A 1ª Vara da comarca de Barra Velha (SC) condenou um homem e uma mulher ao pagamento de indenização por danos materiais e morais a uma compradora vítima de um golpe envolvendo a venda de uma motocicleta anunciada nas redes sociais. A sentença reconheceu que ambos contribuíram para a fraude ao criar uma aparência de legitimidade para a negociação, levando a vítima a acreditar que a transação era regular.
De acordo com os autos, a compradora encontrou o anúncio da motocicleta em uma rede social e iniciou contato com um homem que utilizava identidade falsa. Durante a negociação, ele informou que o veículo pertencia a uma sobrinha falecida e que estava guardado na residência de sua irmã, responsável por apresentá-lo aos interessados.
Acompanhada da mãe, a compradora compareceu ao endereço indicado, onde vistoriou a motocicleta. No local, a moradora confirmou que o intermediador era seu irmão e assegurou que a transferência da propriedade seria realizada posteriormente. Convencida da veracidade das informações e da regularidade da venda, a vítima efetuou o pagamento.
Após a transferência do valor, contudo, a mulher recusou-se a entregar a motocicleta e passou a negar qualquer relação com o suposto vendedor. Posteriormente, a compradora descobriu que o homem havia utilizado identidade falsa durante toda a negociação. Citados no processo, os réus não apresentaram defesa.

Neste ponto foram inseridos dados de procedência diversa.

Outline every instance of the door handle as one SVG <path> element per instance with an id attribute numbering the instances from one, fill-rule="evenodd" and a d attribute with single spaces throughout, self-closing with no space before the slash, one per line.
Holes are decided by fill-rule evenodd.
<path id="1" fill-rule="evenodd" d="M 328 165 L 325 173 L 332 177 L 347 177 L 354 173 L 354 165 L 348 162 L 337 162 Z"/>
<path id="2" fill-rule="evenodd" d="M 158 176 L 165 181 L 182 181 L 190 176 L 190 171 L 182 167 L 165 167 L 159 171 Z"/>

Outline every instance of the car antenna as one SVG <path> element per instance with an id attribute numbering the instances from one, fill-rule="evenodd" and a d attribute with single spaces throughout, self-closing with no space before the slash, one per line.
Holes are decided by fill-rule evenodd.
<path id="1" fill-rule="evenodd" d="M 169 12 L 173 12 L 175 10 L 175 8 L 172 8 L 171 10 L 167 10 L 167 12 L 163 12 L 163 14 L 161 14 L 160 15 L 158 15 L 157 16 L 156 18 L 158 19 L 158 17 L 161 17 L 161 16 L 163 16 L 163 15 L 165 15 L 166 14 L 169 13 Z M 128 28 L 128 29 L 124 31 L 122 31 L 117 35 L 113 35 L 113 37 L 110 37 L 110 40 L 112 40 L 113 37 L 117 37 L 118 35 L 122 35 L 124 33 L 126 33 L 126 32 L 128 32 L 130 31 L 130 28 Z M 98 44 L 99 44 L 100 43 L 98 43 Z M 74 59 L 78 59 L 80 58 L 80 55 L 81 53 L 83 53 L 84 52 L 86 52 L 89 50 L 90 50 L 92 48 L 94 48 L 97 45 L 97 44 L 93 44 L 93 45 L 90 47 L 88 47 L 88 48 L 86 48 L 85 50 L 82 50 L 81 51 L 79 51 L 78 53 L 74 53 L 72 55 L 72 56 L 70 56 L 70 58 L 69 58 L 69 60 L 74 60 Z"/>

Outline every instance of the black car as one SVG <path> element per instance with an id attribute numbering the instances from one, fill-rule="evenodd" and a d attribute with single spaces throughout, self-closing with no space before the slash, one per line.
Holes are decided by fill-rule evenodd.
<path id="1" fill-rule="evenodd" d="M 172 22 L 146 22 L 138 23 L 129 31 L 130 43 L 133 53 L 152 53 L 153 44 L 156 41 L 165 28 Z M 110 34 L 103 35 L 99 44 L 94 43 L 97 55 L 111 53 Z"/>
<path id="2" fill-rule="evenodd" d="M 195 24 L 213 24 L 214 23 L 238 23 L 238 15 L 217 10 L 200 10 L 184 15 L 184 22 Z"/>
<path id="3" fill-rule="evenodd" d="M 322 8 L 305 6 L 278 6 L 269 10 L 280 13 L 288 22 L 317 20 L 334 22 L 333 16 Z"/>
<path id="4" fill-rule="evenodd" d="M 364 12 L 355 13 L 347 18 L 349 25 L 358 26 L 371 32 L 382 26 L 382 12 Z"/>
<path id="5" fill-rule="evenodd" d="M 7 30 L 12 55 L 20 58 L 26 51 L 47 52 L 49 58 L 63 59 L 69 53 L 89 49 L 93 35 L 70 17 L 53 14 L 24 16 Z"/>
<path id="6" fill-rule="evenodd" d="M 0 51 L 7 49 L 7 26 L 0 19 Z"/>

Ao proferir a sentença, o magistrado destacou que o homem utilizou documentação falsa para anunciar um veículo de terceiros, conduzir as tratativas e receber os valores pagos pela vítima. Em relação à mulher, o juiz concluiu que sua conduta foi essencial para a concretização do golpe, pois recebeu a compradora em sua residência, autorizou a vistoria da motocicleta, confirmou as informações fornecidas pelo intermediador e, ao final, recusou-se a entregar o bem.
A decisão também ressaltou que a compradora adotou medidas de cautela antes de efetuar o pagamento. Segundo o juízo, ela compareceu pessoalmente ao local onde a motocicleta estava, verificou o estado do veículo e somente concluiu a negociação após receber da possuidora a confirmação de que o intermediador possuía autorização para realizar a venda.
Para o magistrado, a atuação conjunta dos réus foi determinante para conferir credibilidade à negociação e induzir a vítima ao erro, razão pela qual ambos devem responder solidariamente pelos prejuízos decorrentes da fraude.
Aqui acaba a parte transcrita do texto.